105. Because intelligent design works from a clean sheet of paper, it should produce organisms that have been optimally designed for the tasks they perform. Conversely, because evolution is confined to modifying existing structures, it should not necessarily produce perfection. Which is it (p. 222)?
106. Why is Gould’s Panda scenario incompatible with intelligent-design theory (p. 229)?

CHAPTER 11: SCIENCE, PHILOSOPHY, RELIGION

107. Why does the scientific community not greedily embrace its startling discovery (p. 233)?
108. Why is the observation of design handled with intellectual gloves (p. 234)?
109. With all of this public affirmation, why should science find it difficult to accept a theory that supports what most people believe anyway (p. 233)?

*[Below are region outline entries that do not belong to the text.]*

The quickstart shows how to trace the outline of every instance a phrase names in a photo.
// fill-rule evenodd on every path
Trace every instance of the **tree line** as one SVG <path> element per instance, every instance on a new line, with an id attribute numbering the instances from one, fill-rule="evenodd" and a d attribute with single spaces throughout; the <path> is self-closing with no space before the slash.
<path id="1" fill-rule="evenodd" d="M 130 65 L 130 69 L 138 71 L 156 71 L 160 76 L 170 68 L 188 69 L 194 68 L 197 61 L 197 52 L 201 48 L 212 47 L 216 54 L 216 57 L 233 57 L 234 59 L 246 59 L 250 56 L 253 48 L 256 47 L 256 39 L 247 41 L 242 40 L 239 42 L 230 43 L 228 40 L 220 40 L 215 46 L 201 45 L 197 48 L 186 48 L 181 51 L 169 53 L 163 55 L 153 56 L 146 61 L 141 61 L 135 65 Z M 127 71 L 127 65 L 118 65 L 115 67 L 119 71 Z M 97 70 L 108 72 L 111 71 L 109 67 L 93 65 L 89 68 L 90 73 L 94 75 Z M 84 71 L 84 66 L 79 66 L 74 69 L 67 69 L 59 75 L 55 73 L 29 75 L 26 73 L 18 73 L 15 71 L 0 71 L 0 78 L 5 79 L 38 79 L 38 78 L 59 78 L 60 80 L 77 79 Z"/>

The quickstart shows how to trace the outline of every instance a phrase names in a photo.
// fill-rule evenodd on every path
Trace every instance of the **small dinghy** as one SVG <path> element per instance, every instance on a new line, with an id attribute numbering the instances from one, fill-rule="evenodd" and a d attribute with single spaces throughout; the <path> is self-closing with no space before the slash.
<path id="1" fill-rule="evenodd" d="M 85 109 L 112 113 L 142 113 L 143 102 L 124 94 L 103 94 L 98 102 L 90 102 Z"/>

110. Let’s focus on the 2nd question. Dickerson mentions just one rule, the one disbarring the supernatural. Where did he get it? Is it written in a textbook? Is it found in the by-laws of scientific societies? No, of course not (p. 240).
111. The anxiety is that if the supernatural were allowed as an explanation, then there would be no stopping it – it would be invoked frequently to explain many things that in reality have natural explanations. Is this a reasonable fear (p. 241)?
112. Hypothesis, careful testing, replicability – all these have served science well. But how can an intelligent designer be tested? Can a designed be put in a test tube? No, of course not (p. 242).
113. This scenario still leaves open the question of who designed the designer – how did life originally originate? Is a philosophical naturalist now trapped? Again, no (p. 249).